How might China respond? First of all, its military will probably consider these anti-China security coalitions a “crossing of the Rubicon” and step up its preparations for military conflict with the US and its allies.
For China, military conflict becomes not an “if”, but a “when” and that is probably when it is strong enough to win. That is not yet.
It will probably counter these strategic US moves by drawing closer militarily to Russia and other potential allies in the region — like Pakistan, Cambodia, Laos and possibly Vietnam which is the focus of the current soft power contest between the two. It may even try to negotiate the “rotational” basing of its naval and air forces in friendly regional countries.
When they come online in 10–20 years, the nuclear-powered submarines will enable Australia to stealthily patrol the South China Sea and detect, track, and if necessary, target China’s nuclear powered and armed submarines based in Yulin on Hainan.
Meanwhile Australia may lease advanced US submarines or allow the US to “rotate” its own through Australian bases. This is particularly threatening to China because one of its military weaknesses is anti-submarine warfare.
For China, the South China Sea is a “natural shield for its national security”. It provides relative sanctuary for its second strike nuclear submarines that are its insurance against a first strike — something the US, unlike China, has not disavowed. To China, these deployments would mean that the US and its allies want to deny China the sanctuary and defensive buffer of the South China Sea.
The arrangement is thus an existential threat to China. In response it will likely accelerate its efforts to protect its retaliatory strike nuclear armed submarines by enhancing their stealth and its anti-submarine warfare capabilities — especially its aerial, surface and subsurface drones.
China is unlikely to stand down militarily in its near waters like the East China Sea and the South China Sea because it has been drummed into the heads of its populace that its claims there are “core” interests. However it may continue to avoid incidents and to manage them well if they do occur.

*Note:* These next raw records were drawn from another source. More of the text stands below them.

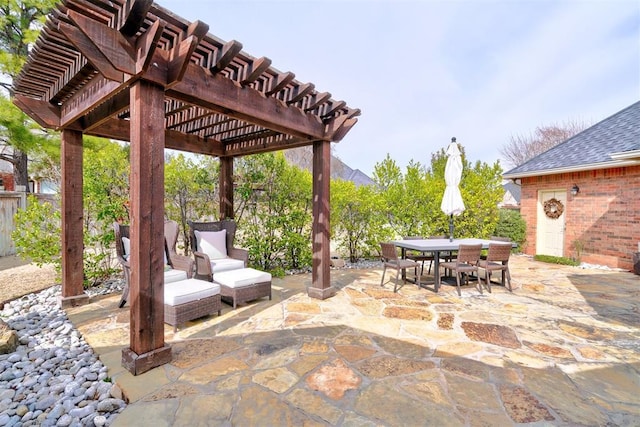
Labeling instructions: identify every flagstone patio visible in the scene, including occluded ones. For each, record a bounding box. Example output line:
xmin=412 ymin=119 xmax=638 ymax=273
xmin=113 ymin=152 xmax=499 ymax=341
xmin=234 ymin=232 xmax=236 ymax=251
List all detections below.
xmin=67 ymin=256 xmax=640 ymax=426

China will likely step up its efforts to win the hearts and minds of more South-East Asian countries. In order to win over those that are sitting on the fence, it may temporarily back off the aggressive prosecution of its claims to resources in their claimed waters. It may also reach pragmatic provisional arrangements with its rival claimants in the South China Sea that implicitly recognise their claims.
It may even compromise on some of the critical provisions in the draft code of conduct with ASEAN and agree to ambiguous language on its geographic coverage, legal status and enforcement or dispute settlement mechanisms.
Meanwhile it is likely to step up its economic and diplomatic “punishment” of Australia as a warning to others who may be tempted to side militarily with the US It has already imposed tariffs on Australian barley and wine exports and placed other barriers on imports of Australian timber, lobster and coal.
Diplomatically, it will likely portray itself as the victim and appeal for international moral support against the US bully and hegemon. It may try to exploit UN Secretary-General Antonio Guterres’ appeal to both to avoid further hostile moves by claiming that it is doing its part and the problem lies with the US side.
Above all China will likely maintain patience in pursuit of its long term goal of restoring the nation to regional if not global pre-eminence. Its economic and military power will inexorably continue to grow. Soon it will be the most powerful nation in Asia.
Short of war and its defeat, this cannot be prevented by the US and its allies. One by one like ripe fruit smaller regional states will be drawn into its orbit. All it needs to do is avoid succumbing to internal problems that the US may try to exacerbate and just bide its time.
The more powerful it becomes the more the US and its allies will try to provoke it into conflict. But it is unlikely to take the bait — until it is ready to do so or is given no other realistic choice. Time favours China.